This rasam is popular in Madurai and surrounding areas.
Toor Dal – 1 tsp
Mochai – 1 tsp
Kollu – 1 tsp
Raw Peanuts – 1 tsp
Karamani – 1 tsp
Bengal Gram Dal – 1 1/2 tsp
Coriander Seeds – 1 1/2 tsp
Cashewnuts – 5
Dry Red Chillies – 5
Tamarind Extract – 1 cup, thick
Turmeric Powder – 1/4 tsp
Asafoetida Powder – 1/4 tsp
Ghee – 2 tsp
Jaggery – 2 tsp
Curry Leaves – little
Salt as per taste
1. Heat ghee in a pan.
2. Fry the cashewnuts, bengal gram dal, coriander seeds, dry red chillies and curry leaves separately.
3. Keep the cashewnuts aside and grind together the remaining fried ingredients to a fine powder.
4. Add the toor dal, mochai, kollu, peanuts and karamani to a large bowl.
5. Add enough water, turmeric powder, asafoetida powder and cook for a few minutes till mushy.

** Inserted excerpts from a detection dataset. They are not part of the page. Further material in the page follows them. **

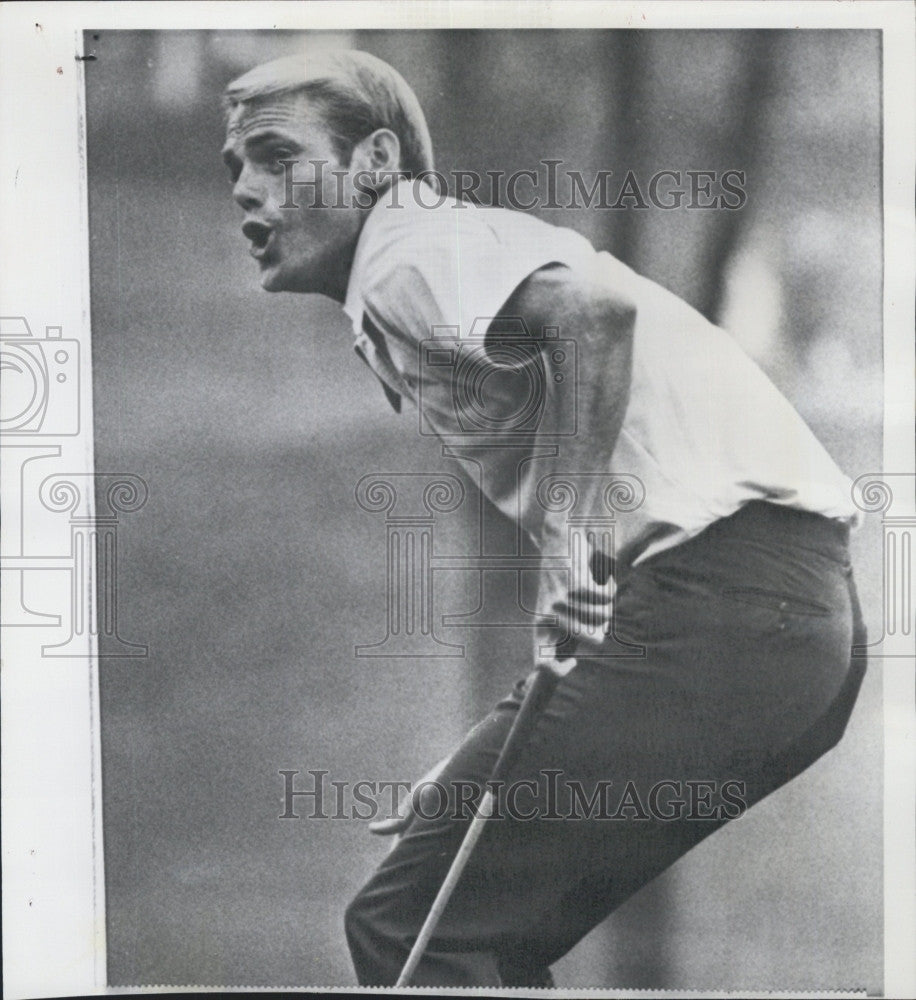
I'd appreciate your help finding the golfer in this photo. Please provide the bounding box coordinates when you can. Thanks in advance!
[224,51,865,987]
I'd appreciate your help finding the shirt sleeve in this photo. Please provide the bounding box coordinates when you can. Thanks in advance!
[362,195,571,343]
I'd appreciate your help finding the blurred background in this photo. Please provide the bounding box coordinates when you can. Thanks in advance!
[86,30,882,991]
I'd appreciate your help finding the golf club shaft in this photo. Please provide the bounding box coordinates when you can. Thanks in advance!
[395,667,558,986]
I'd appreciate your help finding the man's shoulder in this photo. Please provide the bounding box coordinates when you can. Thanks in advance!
[365,180,591,254]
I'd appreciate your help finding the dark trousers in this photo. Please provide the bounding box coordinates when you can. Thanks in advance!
[346,503,866,986]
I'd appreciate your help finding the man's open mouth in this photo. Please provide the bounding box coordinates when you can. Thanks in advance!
[242,221,273,260]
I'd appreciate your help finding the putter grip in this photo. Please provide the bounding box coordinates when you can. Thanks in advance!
[489,667,559,782]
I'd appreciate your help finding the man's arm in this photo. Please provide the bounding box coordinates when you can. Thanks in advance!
[500,265,636,650]
[501,264,636,456]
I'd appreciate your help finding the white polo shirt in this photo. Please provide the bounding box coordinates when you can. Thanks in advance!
[344,181,857,664]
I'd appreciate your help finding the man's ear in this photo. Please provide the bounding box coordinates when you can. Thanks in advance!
[350,128,401,180]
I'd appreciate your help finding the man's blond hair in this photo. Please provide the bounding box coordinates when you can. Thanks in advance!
[223,49,434,177]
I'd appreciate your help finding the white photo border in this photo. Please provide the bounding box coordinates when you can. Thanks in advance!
[0,0,916,998]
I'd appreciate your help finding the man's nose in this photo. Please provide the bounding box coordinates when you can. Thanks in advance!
[232,166,264,212]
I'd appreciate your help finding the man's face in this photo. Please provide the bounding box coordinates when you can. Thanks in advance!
[223,95,364,300]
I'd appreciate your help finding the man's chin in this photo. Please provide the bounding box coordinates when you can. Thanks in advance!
[261,267,286,292]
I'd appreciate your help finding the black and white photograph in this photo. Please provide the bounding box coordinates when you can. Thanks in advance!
[0,2,916,998]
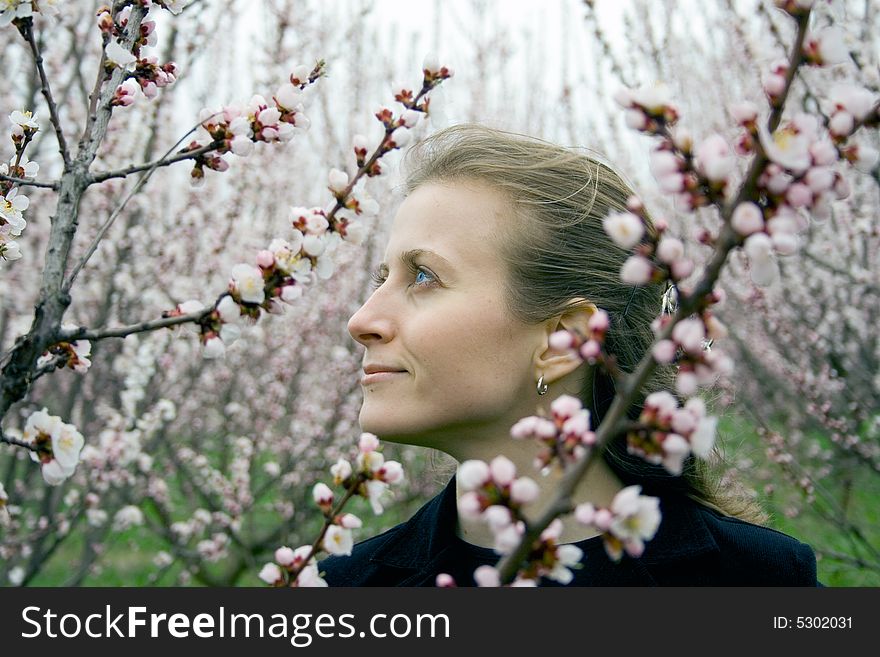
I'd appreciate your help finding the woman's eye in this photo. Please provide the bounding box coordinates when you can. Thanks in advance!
[413,267,437,287]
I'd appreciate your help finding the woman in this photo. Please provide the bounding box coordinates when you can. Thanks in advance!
[321,125,817,586]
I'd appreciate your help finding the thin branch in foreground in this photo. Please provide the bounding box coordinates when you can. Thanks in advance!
[89,142,220,183]
[0,173,61,192]
[61,122,216,294]
[0,429,37,452]
[17,18,70,170]
[60,308,212,342]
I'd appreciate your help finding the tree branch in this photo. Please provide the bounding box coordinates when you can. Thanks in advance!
[61,309,211,342]
[18,18,70,170]
[89,142,222,183]
[0,173,59,191]
[61,123,217,294]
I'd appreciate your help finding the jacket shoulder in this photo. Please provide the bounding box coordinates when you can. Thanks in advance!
[652,505,820,586]
[318,523,405,586]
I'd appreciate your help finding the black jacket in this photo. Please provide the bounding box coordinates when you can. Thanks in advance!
[320,477,821,586]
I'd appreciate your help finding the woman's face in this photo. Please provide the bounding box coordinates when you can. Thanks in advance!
[348,183,546,449]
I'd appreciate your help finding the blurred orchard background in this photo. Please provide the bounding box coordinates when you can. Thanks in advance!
[0,0,880,586]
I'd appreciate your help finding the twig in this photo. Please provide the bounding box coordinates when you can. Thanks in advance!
[61,123,217,294]
[18,18,70,170]
[0,173,59,191]
[0,429,37,452]
[60,308,211,342]
[89,142,220,183]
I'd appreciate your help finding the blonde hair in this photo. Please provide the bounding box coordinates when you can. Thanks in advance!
[405,124,766,522]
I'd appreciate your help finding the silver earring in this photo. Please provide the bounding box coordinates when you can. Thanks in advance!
[538,374,547,395]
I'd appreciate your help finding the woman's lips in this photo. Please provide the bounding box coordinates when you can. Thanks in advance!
[361,372,407,386]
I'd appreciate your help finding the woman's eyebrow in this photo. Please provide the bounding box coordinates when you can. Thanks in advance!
[379,249,452,272]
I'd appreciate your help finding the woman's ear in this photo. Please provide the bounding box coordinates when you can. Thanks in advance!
[535,298,598,383]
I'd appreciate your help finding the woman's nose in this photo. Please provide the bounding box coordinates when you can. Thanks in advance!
[348,289,394,347]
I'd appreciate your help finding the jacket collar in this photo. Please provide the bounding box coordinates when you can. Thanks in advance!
[370,476,719,571]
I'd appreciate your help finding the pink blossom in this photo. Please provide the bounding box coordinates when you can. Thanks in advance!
[848,143,880,173]
[580,340,602,362]
[281,285,303,303]
[562,409,590,438]
[435,573,455,589]
[493,523,524,554]
[328,169,348,194]
[696,134,735,182]
[672,318,706,354]
[231,263,266,304]
[645,390,678,417]
[574,502,596,526]
[675,371,699,397]
[270,546,295,568]
[458,491,483,518]
[330,457,352,485]
[810,137,839,167]
[808,25,849,66]
[730,201,764,236]
[391,126,412,148]
[510,415,538,440]
[763,73,785,98]
[657,237,684,264]
[457,459,490,491]
[829,82,877,121]
[669,260,694,281]
[202,335,226,359]
[785,183,813,208]
[602,212,645,249]
[510,477,541,504]
[541,518,563,541]
[730,100,758,125]
[770,233,800,255]
[828,111,855,137]
[593,509,614,532]
[804,166,834,194]
[657,173,684,194]
[312,482,333,508]
[259,563,283,585]
[483,504,513,532]
[489,456,516,486]
[321,525,354,555]
[651,340,678,363]
[275,82,303,110]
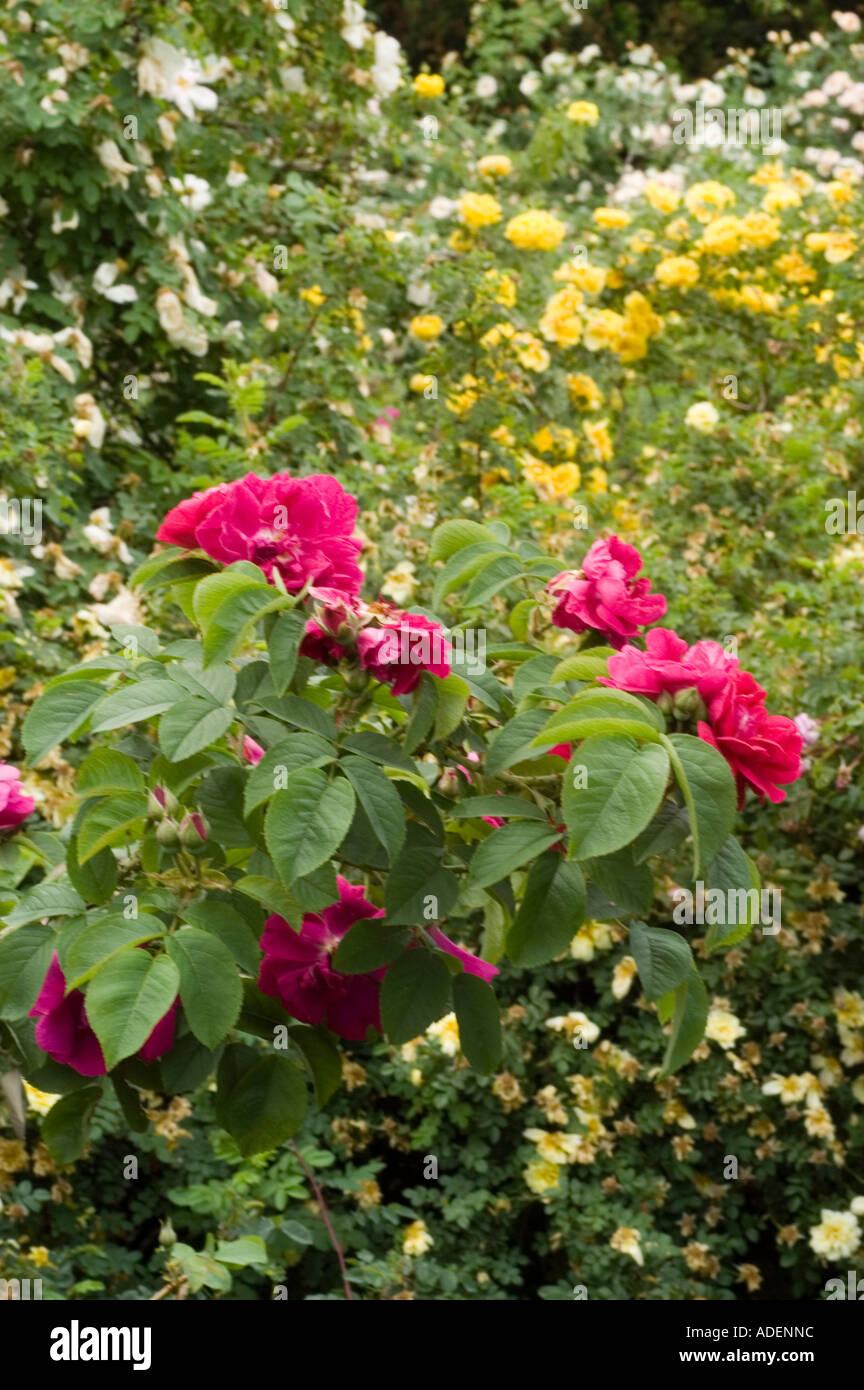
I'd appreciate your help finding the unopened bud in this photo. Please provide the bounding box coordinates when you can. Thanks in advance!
[147,787,179,820]
[156,820,181,849]
[436,767,460,799]
[672,685,708,719]
[181,810,208,849]
[158,1218,176,1245]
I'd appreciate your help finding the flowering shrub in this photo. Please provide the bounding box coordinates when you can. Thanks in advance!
[0,475,800,1158]
[0,0,864,1298]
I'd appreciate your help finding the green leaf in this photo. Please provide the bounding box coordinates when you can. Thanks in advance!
[75,792,147,865]
[663,734,738,877]
[183,898,261,976]
[158,695,236,763]
[63,915,165,989]
[3,880,85,940]
[486,709,560,777]
[631,922,693,1001]
[507,852,585,967]
[75,748,144,799]
[383,847,458,926]
[432,541,508,609]
[40,1084,101,1163]
[453,973,501,1074]
[583,845,654,917]
[243,734,336,816]
[86,947,179,1070]
[129,550,214,594]
[235,874,303,931]
[470,820,561,888]
[92,677,183,734]
[267,610,306,695]
[631,801,690,863]
[538,687,665,742]
[706,835,761,955]
[561,738,670,859]
[21,681,104,766]
[429,518,500,563]
[67,840,119,905]
[660,966,708,1079]
[165,927,243,1048]
[218,1047,307,1158]
[339,756,406,863]
[549,646,615,681]
[264,767,356,887]
[288,1023,342,1105]
[333,917,411,974]
[381,947,451,1045]
[213,1236,269,1269]
[193,560,293,666]
[0,926,57,1019]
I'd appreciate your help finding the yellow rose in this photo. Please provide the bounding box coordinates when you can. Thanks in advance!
[567,101,600,125]
[592,207,632,229]
[476,154,513,178]
[458,193,501,227]
[504,211,567,252]
[413,72,445,99]
[408,314,445,342]
[567,371,603,410]
[654,256,699,291]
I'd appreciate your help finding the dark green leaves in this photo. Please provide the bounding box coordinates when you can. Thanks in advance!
[264,767,356,885]
[21,681,104,765]
[86,947,179,1070]
[507,852,585,966]
[563,738,670,859]
[453,973,501,1073]
[167,927,243,1048]
[664,734,736,876]
[42,1084,101,1163]
[339,756,406,860]
[631,922,693,1001]
[660,966,708,1077]
[217,1044,307,1158]
[381,947,451,1044]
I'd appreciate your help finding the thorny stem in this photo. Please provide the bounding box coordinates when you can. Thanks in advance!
[290,1140,354,1302]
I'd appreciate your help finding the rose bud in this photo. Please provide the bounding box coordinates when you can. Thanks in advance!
[181,810,208,849]
[436,767,460,799]
[156,820,179,849]
[672,685,708,720]
[147,787,179,820]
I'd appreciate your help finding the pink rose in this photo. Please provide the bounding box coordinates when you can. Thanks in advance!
[428,928,500,984]
[157,473,363,595]
[258,877,385,1041]
[243,734,264,767]
[357,599,453,695]
[600,627,803,808]
[699,671,804,809]
[29,951,178,1076]
[0,763,36,830]
[547,535,667,648]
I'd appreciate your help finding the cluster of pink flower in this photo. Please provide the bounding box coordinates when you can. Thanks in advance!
[31,877,499,1076]
[157,473,451,695]
[0,763,36,830]
[549,537,803,805]
[258,876,499,1041]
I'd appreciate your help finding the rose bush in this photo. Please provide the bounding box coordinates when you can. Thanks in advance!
[0,474,800,1158]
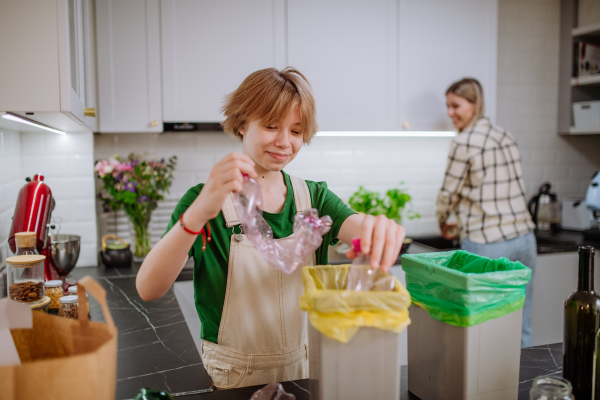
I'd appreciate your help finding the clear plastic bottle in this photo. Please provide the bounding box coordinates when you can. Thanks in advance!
[346,238,375,292]
[346,238,396,292]
[529,376,575,400]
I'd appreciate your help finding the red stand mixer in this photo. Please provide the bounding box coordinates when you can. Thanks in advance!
[8,174,75,286]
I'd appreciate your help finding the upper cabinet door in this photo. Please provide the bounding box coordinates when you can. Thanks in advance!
[96,0,162,132]
[287,0,398,131]
[398,0,498,130]
[161,0,285,122]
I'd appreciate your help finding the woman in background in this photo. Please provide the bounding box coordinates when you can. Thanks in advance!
[437,78,537,347]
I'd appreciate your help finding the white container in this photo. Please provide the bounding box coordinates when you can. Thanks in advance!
[573,101,600,128]
[408,305,523,400]
[308,324,398,400]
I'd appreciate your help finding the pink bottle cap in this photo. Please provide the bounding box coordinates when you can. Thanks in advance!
[352,237,361,253]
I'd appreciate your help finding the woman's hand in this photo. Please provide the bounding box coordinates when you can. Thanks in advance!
[184,153,256,231]
[342,215,406,272]
[440,222,458,240]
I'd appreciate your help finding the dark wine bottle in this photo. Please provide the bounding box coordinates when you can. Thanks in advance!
[563,246,600,399]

6. Switch off the flame and mash well.
7. Add tamarind extract, salt, jaggery and 3 cups of water to an another pan.
8. Add the ground powder, mashed dals and place it over medium flame.
9. Bring to a boil and switch off the flame.
10. Garnish with the cashewnuts and serve hot with rice.